La escenografía resultó convincente a pesar de la simplicidad. Dos pantallas a los lados que proyectaban los detalles que ocurrían en el escenario, y arriba una más grande que algunas veces se iluminaba con las letras “Fito & Fitipaldis” y otras proyectaba imágenes inspiradas en las canciones o de los miembros de la banda en acción. Durante la noche sonaron dos versiones. Una fue Entre dos mares, del exgrupo de Fito, Platero y Tú, muy celebrada. La empezó a cantar en un extremo del escenario para luego corretear y ponerse en el otro. La letra define buena parte de la filosofía de este músico. Primero despreciando al de arriba: “No puedo concebir que tú seas tan idiota. / El triunfo del poder siempre es una derrota”. Y luego retratando su postura de romántico rockero: “Perdido entre dos mares sin viento, sin bandera. / No quiero escaparates: quiero la vida entera. / Soy un bufón errante buscando a una princesa”. La otra versión fue Todo a cien, de los siempre reivindicables La Cabra Mecánica. Fito la transformó en un rocanrolete marca de la casa. Quiero gritar, de su último disco, resultó el momento funky de la noche, con todos los miembros de Morgan (el grupo telonero) acompañando a los protagonistas. Nueve músicos pegándole duro a los ritmos negros e improvisando con, por ejemplo, Blame It On the Boogie, de The Jacksons.

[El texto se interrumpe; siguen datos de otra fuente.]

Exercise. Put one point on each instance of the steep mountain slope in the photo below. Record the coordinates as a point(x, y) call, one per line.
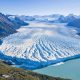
point(39, 45)
point(9, 73)
point(6, 26)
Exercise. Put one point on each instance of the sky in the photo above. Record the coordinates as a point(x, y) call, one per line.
point(40, 7)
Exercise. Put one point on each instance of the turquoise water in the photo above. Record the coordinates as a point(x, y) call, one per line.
point(70, 69)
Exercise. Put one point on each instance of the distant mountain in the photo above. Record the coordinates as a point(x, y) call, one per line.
point(6, 26)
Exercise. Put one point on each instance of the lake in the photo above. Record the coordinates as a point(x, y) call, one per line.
point(69, 69)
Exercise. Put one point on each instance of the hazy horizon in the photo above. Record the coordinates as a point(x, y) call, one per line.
point(40, 7)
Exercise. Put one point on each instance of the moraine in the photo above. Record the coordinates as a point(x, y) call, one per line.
point(41, 44)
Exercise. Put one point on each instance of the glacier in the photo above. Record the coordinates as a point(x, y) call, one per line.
point(41, 44)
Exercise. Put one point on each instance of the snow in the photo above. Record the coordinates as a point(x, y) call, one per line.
point(41, 42)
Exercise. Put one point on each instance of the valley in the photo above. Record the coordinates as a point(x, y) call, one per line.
point(41, 44)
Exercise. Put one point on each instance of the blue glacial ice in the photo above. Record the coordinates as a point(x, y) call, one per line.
point(41, 44)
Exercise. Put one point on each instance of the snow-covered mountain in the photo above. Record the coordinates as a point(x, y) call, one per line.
point(8, 26)
point(41, 44)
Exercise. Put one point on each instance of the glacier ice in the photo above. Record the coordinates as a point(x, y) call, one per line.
point(41, 44)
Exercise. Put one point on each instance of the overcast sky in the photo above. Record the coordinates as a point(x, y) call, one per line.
point(40, 7)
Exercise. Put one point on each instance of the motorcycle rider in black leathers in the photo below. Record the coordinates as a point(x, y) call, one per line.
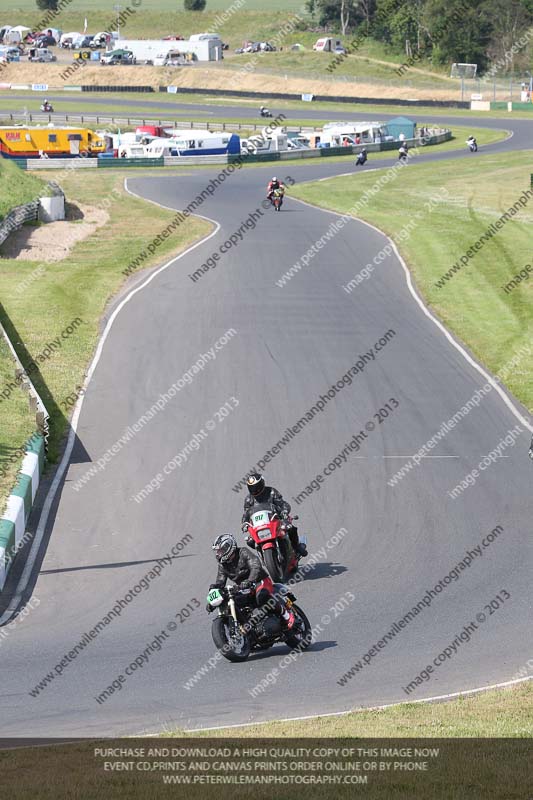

Pasaba media hora de la medianoche cuando terminó el espectáculo con Acabo de llegar. En el momento de los saludos finales, Fito, desbordado al ver a la multitud aplaudiendo a rabiar, se puso de rodillas, se quitó la gorra mostrando su calva y miro al techo, como buscando un halo divino que le ayudara a comprender aquello. La gente aumentó su fervor y le despidió al grito de: “Fito, Fito, Fito”.